Les ministres de l'Intérieur du Groupe des 5, le "G5" (Allemagne, Espagne, France, Grande-Bretagne, Italie) , réunis à La Baule depuis dimanche, ont en effet annoncé lundi, être "d'accord pour l'entrée de la biométrie" sur les visas. Selon le ministre de l'Intérieur, les Cinq sont convenus d'adopter la technologie de la carte à puce pour la biométrie. "Nous voulons la biométrie tout de suite, mais pas une biométrie qui ferme l'avenir", a-t-il ajouté. "C'est pourquoi nous tenons à la technologie de la puce" car elle permet d'ores et déjà de stocker "ce qui est le plus fiable actuellement : empreintes digitales et reconnaissance du visage."

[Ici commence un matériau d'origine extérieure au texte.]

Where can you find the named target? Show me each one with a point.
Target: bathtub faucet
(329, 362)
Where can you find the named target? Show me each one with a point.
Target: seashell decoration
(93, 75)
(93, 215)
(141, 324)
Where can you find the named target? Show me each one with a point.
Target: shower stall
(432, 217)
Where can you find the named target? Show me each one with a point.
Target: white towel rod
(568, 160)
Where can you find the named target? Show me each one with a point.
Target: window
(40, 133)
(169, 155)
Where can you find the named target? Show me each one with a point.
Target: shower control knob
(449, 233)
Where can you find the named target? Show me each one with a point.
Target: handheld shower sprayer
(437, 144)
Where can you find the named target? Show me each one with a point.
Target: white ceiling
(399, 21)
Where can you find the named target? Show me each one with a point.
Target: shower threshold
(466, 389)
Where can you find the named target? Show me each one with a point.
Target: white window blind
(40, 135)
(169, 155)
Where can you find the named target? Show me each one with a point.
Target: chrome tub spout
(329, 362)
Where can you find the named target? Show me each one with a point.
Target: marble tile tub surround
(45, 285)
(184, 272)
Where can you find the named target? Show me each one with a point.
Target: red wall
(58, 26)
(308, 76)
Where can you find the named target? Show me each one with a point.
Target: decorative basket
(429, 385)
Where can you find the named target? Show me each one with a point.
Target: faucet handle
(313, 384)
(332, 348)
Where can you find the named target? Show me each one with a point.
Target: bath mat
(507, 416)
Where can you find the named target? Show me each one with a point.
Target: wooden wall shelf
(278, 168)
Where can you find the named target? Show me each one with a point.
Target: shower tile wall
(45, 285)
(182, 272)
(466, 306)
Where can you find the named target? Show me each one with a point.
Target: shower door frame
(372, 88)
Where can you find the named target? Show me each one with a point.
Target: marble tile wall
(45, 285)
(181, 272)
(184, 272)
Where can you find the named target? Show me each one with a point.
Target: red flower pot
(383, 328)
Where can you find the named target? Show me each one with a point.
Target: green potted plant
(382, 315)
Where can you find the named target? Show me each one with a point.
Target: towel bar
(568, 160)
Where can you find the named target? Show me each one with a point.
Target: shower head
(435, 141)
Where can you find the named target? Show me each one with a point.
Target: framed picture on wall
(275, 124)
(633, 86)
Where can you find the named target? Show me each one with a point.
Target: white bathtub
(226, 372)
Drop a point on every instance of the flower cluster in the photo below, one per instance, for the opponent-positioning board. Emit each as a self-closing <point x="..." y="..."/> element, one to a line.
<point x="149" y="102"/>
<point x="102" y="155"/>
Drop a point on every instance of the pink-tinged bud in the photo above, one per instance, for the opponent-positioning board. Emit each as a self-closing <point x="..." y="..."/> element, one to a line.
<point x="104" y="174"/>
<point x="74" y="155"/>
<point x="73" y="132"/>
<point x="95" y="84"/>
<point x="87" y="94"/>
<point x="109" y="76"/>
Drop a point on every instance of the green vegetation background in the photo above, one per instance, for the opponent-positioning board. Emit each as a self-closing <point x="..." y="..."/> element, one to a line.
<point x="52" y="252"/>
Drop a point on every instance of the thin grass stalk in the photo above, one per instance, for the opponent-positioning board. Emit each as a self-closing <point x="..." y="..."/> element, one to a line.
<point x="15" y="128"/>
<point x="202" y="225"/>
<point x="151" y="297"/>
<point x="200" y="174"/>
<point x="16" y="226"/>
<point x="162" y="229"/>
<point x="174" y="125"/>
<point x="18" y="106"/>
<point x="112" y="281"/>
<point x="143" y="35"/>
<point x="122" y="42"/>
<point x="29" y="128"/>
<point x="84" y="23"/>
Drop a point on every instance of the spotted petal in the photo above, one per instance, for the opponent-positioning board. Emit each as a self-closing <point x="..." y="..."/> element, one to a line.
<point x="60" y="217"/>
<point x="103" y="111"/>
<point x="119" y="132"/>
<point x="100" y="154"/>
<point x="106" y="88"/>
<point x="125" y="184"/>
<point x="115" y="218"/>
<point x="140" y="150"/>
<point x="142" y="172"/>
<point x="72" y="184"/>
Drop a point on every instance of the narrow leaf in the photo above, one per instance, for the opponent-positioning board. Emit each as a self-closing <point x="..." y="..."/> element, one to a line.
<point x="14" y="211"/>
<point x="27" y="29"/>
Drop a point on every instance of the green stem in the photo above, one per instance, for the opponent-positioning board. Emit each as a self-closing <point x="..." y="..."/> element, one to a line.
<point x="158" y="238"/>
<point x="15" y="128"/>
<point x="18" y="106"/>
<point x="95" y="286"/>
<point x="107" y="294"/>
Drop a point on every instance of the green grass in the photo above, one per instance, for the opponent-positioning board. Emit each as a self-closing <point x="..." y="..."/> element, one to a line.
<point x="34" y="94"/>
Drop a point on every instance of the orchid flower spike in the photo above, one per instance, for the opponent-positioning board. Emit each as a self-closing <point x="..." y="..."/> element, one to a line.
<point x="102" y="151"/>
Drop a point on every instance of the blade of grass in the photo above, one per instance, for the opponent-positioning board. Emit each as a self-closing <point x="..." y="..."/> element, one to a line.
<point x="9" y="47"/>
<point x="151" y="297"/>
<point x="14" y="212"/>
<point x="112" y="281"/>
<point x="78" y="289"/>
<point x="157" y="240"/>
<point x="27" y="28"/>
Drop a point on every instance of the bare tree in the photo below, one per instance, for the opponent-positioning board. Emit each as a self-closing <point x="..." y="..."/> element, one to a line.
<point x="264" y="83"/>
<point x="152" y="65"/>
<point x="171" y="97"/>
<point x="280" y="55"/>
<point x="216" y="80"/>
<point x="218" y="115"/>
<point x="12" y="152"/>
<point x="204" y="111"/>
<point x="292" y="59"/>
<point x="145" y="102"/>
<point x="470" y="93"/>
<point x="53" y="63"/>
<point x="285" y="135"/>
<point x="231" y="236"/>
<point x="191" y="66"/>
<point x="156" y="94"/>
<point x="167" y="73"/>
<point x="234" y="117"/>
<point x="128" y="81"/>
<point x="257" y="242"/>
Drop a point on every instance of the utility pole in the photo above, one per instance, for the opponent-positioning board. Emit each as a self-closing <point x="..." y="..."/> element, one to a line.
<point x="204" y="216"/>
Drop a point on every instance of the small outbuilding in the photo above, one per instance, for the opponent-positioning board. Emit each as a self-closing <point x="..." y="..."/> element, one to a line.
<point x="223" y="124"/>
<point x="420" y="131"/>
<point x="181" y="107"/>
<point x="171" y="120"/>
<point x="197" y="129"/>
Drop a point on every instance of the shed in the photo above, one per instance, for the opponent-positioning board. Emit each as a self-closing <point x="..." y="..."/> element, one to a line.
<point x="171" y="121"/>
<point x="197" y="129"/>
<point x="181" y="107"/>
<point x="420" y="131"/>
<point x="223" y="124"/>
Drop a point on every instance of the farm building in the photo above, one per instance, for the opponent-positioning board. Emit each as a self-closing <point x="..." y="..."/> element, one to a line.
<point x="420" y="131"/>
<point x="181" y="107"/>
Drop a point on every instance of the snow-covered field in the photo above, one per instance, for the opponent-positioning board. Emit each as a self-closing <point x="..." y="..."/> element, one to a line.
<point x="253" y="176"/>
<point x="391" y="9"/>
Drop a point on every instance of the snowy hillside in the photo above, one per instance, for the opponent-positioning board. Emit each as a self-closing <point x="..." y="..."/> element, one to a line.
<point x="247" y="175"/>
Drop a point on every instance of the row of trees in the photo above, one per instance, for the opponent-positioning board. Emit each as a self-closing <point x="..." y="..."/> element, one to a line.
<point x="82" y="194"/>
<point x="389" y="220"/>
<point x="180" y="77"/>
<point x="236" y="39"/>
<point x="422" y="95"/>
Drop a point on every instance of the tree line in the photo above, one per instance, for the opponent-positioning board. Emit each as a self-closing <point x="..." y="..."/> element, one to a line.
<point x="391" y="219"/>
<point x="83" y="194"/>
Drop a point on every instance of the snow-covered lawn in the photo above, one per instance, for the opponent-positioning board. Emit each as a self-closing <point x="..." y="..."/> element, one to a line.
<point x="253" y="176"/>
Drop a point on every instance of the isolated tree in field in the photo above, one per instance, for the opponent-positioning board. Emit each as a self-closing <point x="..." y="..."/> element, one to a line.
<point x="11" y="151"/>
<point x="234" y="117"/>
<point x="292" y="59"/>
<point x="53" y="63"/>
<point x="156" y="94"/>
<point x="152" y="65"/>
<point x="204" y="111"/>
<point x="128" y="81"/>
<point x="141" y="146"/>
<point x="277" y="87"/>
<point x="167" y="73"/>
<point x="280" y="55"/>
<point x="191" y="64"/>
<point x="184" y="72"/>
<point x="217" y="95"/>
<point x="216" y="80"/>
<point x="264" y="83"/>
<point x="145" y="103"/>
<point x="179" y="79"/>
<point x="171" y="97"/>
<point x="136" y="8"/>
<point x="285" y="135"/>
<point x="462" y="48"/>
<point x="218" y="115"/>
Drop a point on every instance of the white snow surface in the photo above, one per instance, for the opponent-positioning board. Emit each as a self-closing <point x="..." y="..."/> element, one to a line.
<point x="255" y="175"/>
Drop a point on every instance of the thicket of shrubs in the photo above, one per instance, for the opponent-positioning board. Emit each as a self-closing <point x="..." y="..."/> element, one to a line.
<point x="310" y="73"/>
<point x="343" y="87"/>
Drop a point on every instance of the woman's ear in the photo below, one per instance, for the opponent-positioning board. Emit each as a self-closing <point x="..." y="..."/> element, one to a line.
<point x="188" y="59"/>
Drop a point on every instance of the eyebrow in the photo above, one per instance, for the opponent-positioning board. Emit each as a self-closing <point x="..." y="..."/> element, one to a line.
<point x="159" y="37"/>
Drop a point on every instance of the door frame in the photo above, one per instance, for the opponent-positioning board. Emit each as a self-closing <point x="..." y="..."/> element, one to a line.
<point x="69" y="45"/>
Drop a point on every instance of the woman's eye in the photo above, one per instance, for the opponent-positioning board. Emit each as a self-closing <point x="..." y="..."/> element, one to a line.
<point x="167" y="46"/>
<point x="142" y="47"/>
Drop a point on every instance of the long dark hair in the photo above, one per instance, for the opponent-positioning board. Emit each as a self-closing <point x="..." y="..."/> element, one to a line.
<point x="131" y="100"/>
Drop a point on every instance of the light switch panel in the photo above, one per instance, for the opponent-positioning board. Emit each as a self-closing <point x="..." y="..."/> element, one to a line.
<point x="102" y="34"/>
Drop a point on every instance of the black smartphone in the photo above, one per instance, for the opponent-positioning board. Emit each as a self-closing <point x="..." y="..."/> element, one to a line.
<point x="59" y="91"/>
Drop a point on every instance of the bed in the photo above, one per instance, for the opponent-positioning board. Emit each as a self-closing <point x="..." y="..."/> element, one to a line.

En même temps, "nous ne voulons pas nous priver de la reconnaissance par l'iris de l'oeil" qui pourra, elle aussi, être stockée dans une puce selon l'évolution de la technologie", a ajouté Nicolas Sarkozy. Pour le ministre allemand, Otto Schily, il "faut éviter que plusieurs systèmes biométriques différents existent, un système russe, un autre européen ou d'autres." C'est pourquoi "il est très important que nous soyons d'accord sur un processus de normalisation internationale" en ce domaine, a-t-il ajouté.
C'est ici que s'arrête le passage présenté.